Muntjewerff Elke M, Josyula Vijay S, Christoffersson Gustaf
Department of Medical Cell Biology, Uppsala University, Uppsala, Sweden.
Science for Life Laboratory, Uppsala University, Uppsala, Sweden.
Bio Protoc. 2023 Oct 20;13(20):e4852. doi: 10.21769/BioProtoc.4852.

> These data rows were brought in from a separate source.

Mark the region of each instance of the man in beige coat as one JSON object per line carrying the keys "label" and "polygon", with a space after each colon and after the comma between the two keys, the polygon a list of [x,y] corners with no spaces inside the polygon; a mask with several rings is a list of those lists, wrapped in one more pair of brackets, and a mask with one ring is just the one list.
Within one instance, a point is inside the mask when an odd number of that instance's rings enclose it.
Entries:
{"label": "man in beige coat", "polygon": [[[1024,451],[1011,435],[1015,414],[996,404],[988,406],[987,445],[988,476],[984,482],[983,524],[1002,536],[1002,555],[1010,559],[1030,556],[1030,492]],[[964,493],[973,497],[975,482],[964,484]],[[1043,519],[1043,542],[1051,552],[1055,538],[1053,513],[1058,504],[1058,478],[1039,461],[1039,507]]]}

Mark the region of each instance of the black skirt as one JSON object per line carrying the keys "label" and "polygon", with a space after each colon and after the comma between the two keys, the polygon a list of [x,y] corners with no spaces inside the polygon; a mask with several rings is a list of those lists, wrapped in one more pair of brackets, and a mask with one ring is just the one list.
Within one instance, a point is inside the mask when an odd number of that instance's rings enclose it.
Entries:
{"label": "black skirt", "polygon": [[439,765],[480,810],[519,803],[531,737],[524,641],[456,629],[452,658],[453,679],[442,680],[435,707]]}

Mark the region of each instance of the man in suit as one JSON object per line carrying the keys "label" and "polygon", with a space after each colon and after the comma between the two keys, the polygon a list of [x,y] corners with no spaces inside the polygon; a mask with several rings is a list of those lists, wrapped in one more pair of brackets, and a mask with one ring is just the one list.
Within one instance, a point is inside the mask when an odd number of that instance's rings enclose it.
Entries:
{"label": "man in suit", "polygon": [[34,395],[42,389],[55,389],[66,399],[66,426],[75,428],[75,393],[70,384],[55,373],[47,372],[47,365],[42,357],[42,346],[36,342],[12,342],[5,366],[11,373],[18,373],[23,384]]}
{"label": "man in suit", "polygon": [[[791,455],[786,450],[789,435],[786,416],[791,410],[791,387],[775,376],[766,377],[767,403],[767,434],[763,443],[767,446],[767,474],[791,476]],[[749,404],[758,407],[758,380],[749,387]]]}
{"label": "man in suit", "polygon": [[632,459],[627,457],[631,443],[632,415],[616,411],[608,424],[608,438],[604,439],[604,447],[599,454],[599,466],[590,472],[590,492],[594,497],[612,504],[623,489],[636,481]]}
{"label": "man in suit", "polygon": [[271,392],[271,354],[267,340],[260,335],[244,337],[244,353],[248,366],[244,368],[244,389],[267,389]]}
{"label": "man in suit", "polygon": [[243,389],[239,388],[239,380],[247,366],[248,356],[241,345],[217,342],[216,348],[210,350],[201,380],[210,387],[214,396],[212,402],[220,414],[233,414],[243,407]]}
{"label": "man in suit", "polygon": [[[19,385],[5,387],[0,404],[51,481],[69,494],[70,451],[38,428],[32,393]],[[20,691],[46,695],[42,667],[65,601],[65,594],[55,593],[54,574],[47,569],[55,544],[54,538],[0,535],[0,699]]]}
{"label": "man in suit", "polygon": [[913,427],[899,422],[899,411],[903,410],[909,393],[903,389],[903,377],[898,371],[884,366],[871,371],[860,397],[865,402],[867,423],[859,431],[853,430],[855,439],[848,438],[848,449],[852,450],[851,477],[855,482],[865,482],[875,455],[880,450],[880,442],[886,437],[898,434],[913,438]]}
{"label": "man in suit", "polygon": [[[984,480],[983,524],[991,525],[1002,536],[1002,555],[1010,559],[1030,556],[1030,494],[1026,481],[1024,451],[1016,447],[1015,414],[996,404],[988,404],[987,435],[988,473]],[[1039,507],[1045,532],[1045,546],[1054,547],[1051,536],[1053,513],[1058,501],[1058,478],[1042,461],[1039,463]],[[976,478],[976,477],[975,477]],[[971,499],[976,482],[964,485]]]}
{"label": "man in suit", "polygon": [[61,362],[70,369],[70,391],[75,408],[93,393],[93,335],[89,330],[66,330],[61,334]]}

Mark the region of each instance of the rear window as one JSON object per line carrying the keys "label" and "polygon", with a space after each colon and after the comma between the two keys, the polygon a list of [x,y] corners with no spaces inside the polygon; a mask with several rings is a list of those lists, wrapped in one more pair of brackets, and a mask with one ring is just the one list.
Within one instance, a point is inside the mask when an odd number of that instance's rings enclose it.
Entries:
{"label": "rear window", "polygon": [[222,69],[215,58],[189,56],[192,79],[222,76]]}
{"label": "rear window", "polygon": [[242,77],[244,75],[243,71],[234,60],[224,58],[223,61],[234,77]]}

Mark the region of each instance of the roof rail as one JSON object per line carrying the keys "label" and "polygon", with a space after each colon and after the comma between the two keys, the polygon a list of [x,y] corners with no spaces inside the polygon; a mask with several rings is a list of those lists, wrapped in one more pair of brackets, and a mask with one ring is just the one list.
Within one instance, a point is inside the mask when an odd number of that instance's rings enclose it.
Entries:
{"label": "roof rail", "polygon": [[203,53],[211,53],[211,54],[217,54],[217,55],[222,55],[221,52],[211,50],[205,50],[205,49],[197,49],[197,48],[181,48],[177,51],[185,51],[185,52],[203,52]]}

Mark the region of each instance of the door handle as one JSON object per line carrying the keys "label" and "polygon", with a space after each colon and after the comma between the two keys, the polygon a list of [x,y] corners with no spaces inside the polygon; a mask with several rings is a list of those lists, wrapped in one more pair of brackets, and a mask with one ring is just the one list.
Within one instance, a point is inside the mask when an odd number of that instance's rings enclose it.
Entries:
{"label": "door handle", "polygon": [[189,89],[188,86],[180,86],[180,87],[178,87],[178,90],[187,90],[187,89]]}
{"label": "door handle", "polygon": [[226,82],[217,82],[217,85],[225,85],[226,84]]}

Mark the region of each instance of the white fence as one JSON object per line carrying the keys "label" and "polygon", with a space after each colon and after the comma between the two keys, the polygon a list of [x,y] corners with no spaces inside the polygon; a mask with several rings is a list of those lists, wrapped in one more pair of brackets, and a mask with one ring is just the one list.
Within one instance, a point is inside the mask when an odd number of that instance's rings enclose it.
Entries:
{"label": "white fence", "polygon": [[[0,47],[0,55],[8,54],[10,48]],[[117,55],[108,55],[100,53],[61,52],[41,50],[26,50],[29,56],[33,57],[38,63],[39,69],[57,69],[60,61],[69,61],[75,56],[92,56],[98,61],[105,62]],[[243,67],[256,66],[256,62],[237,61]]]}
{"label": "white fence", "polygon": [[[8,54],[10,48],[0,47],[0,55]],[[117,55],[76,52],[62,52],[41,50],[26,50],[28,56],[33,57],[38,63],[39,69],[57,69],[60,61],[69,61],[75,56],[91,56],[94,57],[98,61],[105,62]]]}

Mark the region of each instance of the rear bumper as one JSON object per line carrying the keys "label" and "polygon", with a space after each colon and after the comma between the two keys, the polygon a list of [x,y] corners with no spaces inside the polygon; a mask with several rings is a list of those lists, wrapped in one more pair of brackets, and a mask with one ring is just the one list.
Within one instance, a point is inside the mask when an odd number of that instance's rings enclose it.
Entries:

During the onset of autoimmune diabetes, nerve-immune cell interactions seem to play an important role; however, there are currently no models to follow and interfere with these interactions over time in vivo or in vitro. Two-dimensional in vitro models provide insufficient information and microfluidics or organs on a chip are usually challenging to work with. We present here what we believe to be the first simple model that provides the opportunity to co-culture pancreatic islets with sympathetic nerves and immune cells. This model is based on our stamping device that can be 3D printed (STL file provided). Due to the imprint in the agarose gel, sympathetic neurons, pancreatic islets, and macrophages can be seeded in specific locations at a level that allows for confocal live-cell imaging. In this protocol, we provide the instructions to construct and perform live cell imaging experiments in our co-culture model, including: 1) design for the stamping device to make the imprint in the gel, 2) isolation of sympathetic neurons, pancreatic islets, and macrophages, 3) co-culture conditions, 4) how this can be used for live cell imaging, and 5) possibilities for wider use of the model. In summary, we developed an easy-to-use co-culture model that allows manipulation and imaging of interactions between sympathetic nerves, pancreatic islets, and macrophages. This new co-culture model is useful to study nerve-immune cell-islet interactions and will help to identify the functional relevance of neuro-immune interactions in the pancreas. Key features • A novel device that allows for 3D co-culture of sympathetic neurons, pancreatic islets, and immune cells • The device allows the capture of live interactions between mouse sympathetic neurons, pancreatic islets, and immune cells in a controlled environment after six days of co-culturing. • This protocol uses cultured sympathetic neurons isolated from the superior cervical ganglia using a previously established method (Jackson and Tourtellotte, 2014) in a 3D co-culture. • This method requires 3D printing of our own designed gel-stamping device (STL print file provided on SciLifeLab FigShare DOI: 10.17044/scilifelab.24073062).
在自身免疫性糖尿病发病过程中,神经 - 免疫细胞相互作用似乎起着重要作用;然而,目前尚无模型可用于在体内或体外随时间追踪和干预这些相互作用。二维体外模型提供的信息不足,而微流控技术或芯片上器官通常操作起来具有挑战性。我们在此展示了我们认为的首个简单模型,该模型提供了将胰岛与交感神经和免疫细胞共培养的机会。此模型基于我们的冲压装置,该装置可以进行3D打印(提供了STL文件)。由于琼脂糖凝胶中的印记,交感神经元、胰岛和巨噬细胞可以接种到特定位置,达到共聚焦活细胞成像所需的水平。在本方案中,我们提供了在我们的共培养模型中构建和进行活细胞成像实验的指导,包括:1)冲压装置的设计以在凝胶中形成印记,2)交感神经元、胰岛和巨噬细胞的分离,3)共培养条件,4)如何将其用于活细胞成像,以及5)该模型更广泛应用的可能性。总之,我们开发了一种易于使用的共培养模型,可用于操纵和成像交感神经、胰岛和巨噬细胞之间的相互作用。这种新的共培养模型对于研究神经 - 免疫细胞 - 胰岛相互作用很有用,并将有助于确定胰腺中神经 - 免疫相互作用的功能相关性。关键特性 • 一种新型装置,可实现交感神经元、胰岛和免疫细胞的3D共培养 • 该装置能够在共培养六天后,在可控环境中捕捉小鼠交感神经元、胰岛和免疫细胞之间的实时相互作用。 • 本方案在3D共培养中使用了先前建立的方法(Jackson和Tourtellotte,2014)从颈上神经节分离培养的交感神经元。 • 此方法需要3D打印我们自己设计的凝胶冲压装置(SciLifeLab FigShare DOI: 10.17044/scilifelab.24073062上提供了STL打印文件)。